Il coraggio di osare, però, ad un certo punto è scomparso, non si conosce bene il motivo ma basta dare un’occhiata alla strada percorsa dal nostro cinema per rendersene conto.
Ad un certo punto ci siamo trovati sommersi da grandi film che allo stesso tempo avevano piccole ambizioni, se non quella di diventare “film da festival” secondo l’accezione più antica che questa definizione può assumere. Sembrava impossibile uscire da questo torpore, poi, improvvisamente, qualcosa è successo.

Lo chiamavano Jeeg Robot, il film della svolta.

A partire dal 2014 abbiamo assistito a quella che si può benissimo definire la rinascita del cinema italiano. Titoli come Smetto quando voglio, Lo chiamavano Jeeg Robot, Veloce come il vento e Mine, nomi come Sydney Sibilia, Gabriele Mainetti, Matteo Rovere, Fabio Guaglione e Fabio Resinaro hanno dimostrato in maniera concreta che cambiare era possibile. E lo hanno urlato a tutto il mondo, portando sul grande schermo pellicole fresche, in grado di abbattere quei confini diventati troppo stretti per il nostro cinema.
I nostri schermi hanno accolto con gioia l’arrivo di pellicole in grado di strizzare l’occhio ai cinecomic, alle storie ad alta velocità, alle commedie d’azione, ai war movie (introspettivi), e con gioia ha reagito anche il pubblico, che si è trovato di fronte ad opere dal respiro internazionale, capaci di reggere il confronto con i maggiori blockbuster americani.

Quello che stiamo vivendo è un bel periodo per il cinema italiano, non ci sono dubbi.
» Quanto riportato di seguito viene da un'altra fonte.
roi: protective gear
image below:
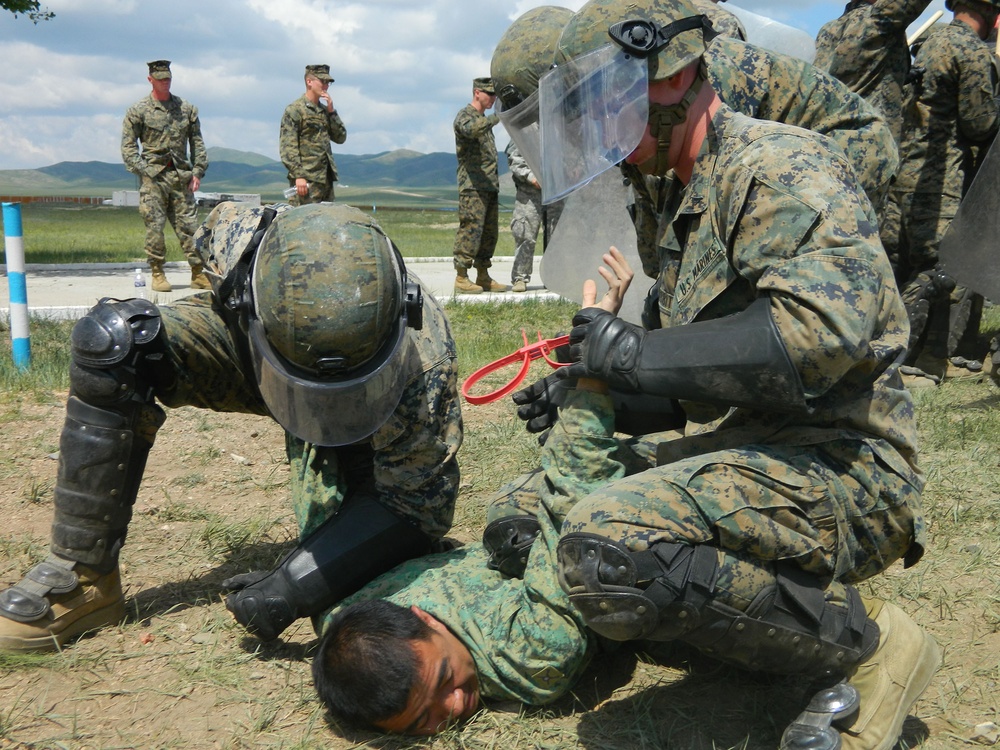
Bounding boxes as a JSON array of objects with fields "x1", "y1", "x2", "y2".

Negli ultimi anni sono arrivati sul grande schermo opere in grado di dimostrare che anche noi, se vogliamo, siamo in grado di competere con quello che ci propone il resto del mondo. E ora che questo percorso è iniziato sembra proprio che, come successo negli anni ’70 e ’80, siamo pronti per mettere da parte gli esempi da seguire per proporci come esempio, lanciando nuovi stili e nuovi linguaggi cinematografici.

RIDE, la sperimentazione di un nuovo linguaggio cinematografico.

È questo il caso di RIDE, il thriller su due ruote diretto da Jacopo Rondinelli e scritto, co-prodotto e supervisionato artisticamente da Fabio Guaglione e Fabio Resinaro (i nomi dietro il già citato Mine). Un’opera sperimentale, destinata a lasciare un segno nel panorama cinematografico nostrano e non solo.
RIDE è il primo film realizzato sfruttando al massimo le potenzialità delle telecamere GO PRO e si preannuncia come uno spettacolo action senza precedenti, nostalgico, innovativo, per certi versi unico, come confermato dalla nostra recensione.

Rinato, il nuovo cinema italiano si appresta a diventare maturo, consapevole di se stesso e della sua importanza. Del resto, una volta iniziato questo percorso sarebbe stupido abbandonarlo. #RideOrDie recita la frase di lancio di RIDE ed è proprio questa l’attitudine che tutte le nuove leve del nostro cinema devono conservare.
Bisogna proseguire lungo questo percorso, senza mai tornare indietro, senza mai fermarsi, perché questo porterebbe ad una nuova – forse più dolorosa – morte artistica.
Quindi continuiamo a correre, perché siamo rimasti fermi per troppo tempo.